Last Shot: A Final Four Mystery is a young adult novel by John Feinstein. It tells the story of two young reporters, Stevie Thomas and Susan Carol Anderson, who stumble upon a plot to blackmail fictional Minnesota State basketball player Chip Graber into throwing the Final Four in New Orleans.

Last Shot is the first in Feinstein's Sports Beat series, followed by Vanishing Act: Mystery at the U.S. Open (2006), Cover-Up: Mystery at the Super Bowl (2007), Change-up: Mystery at the World Series (2009), The Rivalry: Mystery at the Army-Navy Game (2010), and Rush for the Gold: Mystery at the Olympics (2012).

== Plot ==
Though reluctant, Stevie's parents allow him to skip school and travel to New Orleans where he will write alongside the other winner of the contest, Susan Carol. Together, they stumble across a scandal between gamblers and star NCAA basketball player Chip Graber. They also stop Chip Graber from throwing the game away.

==Reception==
Kirkus Reviews wrote that Last Shot "is a tale of celebrity, big business, and corruption as witnessed by two eager and innocent fledgling reporters who must decide what to do with their unexpected knowledge," and called it a "real treat for basketball fans young and old."
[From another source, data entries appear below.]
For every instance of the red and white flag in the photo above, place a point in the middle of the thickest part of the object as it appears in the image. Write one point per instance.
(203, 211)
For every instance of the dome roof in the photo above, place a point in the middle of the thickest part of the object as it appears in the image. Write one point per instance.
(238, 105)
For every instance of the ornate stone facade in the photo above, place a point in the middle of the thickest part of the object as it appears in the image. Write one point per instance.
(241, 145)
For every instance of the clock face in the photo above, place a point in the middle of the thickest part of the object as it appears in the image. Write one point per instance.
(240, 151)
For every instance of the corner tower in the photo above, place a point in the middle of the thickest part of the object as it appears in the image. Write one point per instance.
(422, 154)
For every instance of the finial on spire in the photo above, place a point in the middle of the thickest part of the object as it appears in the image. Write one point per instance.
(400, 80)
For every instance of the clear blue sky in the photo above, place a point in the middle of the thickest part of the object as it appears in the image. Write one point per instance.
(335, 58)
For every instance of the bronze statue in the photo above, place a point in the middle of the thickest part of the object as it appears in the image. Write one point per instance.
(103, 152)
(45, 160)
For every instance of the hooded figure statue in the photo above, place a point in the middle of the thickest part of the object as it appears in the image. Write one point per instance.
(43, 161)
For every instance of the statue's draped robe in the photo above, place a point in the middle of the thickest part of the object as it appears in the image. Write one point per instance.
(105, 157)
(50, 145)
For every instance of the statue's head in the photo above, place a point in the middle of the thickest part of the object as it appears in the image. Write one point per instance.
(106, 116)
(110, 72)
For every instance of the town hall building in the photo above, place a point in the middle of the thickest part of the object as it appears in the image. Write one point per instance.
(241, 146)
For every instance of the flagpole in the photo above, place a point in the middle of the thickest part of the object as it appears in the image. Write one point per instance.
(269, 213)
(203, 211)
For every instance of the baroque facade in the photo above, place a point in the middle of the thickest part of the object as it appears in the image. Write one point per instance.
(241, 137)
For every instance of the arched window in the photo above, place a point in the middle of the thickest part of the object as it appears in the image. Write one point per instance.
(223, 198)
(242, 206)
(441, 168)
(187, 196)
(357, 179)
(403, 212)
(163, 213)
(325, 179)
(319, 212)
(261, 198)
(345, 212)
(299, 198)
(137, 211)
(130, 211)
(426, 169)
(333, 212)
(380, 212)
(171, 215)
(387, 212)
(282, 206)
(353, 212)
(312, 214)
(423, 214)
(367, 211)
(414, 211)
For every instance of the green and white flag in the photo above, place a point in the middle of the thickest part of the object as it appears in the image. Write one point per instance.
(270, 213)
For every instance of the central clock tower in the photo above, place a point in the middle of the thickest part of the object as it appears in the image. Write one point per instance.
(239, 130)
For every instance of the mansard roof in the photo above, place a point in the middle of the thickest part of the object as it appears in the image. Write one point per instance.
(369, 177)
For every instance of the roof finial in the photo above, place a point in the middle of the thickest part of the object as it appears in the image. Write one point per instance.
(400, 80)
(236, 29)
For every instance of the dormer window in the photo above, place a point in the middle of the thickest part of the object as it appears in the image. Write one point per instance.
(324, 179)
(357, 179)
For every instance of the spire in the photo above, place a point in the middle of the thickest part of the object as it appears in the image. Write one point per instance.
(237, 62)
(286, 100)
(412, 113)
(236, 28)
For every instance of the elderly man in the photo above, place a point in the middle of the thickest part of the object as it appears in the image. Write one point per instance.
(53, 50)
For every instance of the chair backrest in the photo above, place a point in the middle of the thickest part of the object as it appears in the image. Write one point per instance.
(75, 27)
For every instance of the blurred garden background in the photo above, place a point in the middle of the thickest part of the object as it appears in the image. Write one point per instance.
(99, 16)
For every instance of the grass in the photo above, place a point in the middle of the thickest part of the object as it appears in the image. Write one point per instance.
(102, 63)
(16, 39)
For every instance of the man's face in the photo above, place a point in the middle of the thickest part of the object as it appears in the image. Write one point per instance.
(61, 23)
Publishers Weekly noted, "Though the low-key narration does not always paint a big dramatic sound, the author's passion for sports and knack for creating an exciting plot is evident." They also highlighted how "Feinstein's shout-outs to real sports journalists, coaches and players are a bonus for fans, as is an interview at the end of the program about the author's early career path and his opinion of contemporary college athletics."

In 2006, Last Shot won the Edgar Award for Best Young Adult Novel. The following year, it was nominated for the Rebecca Caudill Young Readers' Book Award.